Two numbers collided this week that probably should not be in the same sentence but absolutely belong there. A $2,000 AI-generated film called Dreams of Violets will premiere at Tribeca. And SpaceX filed an S-1 with a $1.75 trillion valuation pitch that Fast Company describes as relying on, quote, a lot of AI faith. The gap between those numbers is the gap between where AI actually is and where capital insists on pricing it.

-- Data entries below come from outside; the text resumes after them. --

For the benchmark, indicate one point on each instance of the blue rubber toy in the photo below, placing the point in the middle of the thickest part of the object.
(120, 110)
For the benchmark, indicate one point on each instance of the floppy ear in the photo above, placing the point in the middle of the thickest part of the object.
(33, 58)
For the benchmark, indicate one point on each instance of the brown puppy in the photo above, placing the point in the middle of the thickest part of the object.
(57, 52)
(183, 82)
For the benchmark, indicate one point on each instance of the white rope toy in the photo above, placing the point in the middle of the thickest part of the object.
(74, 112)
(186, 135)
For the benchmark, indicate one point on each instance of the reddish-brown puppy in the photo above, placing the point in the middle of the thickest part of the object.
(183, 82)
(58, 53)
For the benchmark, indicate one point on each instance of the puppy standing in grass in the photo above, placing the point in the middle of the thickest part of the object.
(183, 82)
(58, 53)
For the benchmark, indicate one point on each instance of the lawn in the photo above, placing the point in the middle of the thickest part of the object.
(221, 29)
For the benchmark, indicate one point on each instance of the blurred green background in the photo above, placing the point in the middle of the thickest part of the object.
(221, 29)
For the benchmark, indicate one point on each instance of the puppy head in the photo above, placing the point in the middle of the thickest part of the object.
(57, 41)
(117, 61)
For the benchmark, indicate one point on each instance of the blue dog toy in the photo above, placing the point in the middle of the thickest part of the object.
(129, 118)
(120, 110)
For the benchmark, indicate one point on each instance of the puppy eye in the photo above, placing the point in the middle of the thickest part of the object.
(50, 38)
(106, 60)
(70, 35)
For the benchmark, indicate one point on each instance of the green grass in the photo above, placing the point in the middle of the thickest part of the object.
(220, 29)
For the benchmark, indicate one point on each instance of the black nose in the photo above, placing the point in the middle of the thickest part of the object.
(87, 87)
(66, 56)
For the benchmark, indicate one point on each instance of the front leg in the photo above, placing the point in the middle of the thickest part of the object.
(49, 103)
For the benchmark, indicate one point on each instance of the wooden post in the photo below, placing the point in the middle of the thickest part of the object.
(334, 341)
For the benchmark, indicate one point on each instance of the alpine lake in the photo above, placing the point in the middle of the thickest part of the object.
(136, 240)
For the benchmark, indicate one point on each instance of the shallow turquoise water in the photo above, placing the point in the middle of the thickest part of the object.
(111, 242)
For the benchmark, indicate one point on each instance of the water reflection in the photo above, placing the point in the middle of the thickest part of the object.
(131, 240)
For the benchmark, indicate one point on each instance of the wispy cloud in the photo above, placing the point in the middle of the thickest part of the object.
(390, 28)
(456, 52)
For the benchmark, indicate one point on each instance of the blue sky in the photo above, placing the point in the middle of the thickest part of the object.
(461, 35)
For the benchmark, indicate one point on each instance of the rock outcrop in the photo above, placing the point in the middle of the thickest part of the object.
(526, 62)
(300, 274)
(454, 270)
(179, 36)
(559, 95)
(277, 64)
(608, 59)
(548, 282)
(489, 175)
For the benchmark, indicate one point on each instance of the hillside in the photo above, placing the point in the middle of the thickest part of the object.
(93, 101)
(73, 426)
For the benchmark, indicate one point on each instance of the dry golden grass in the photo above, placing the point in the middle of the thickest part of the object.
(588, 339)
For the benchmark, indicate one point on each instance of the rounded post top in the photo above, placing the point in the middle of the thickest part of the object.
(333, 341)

Tribeca, Starlink, and the Aesthetics of AI Faith
Dreams of Violets is a 75-minute fictional film made for the cost of a used car. That is genuinely interesting as a production story. But its Tribeca premiere is doing cultural work beyond the film itself: it is legitimizing AI-generated content as festival-worthy art, which then legitimizes the broader investment thesis that AI will transform creative industries, which then supports the AI infrastructure valuations underpinning SpaceX's case for a $1.75 trillion price tag. Cultural legitimacy is a line item on the cap table, even when nobody writes it down. The Anthropic-SpaceX compute deal, now subject to Musk publicly reframing its terms despite SpaceX's own S-1 filings, is another data point in the same pattern: AI hype needs narrative control as much as it needs compute.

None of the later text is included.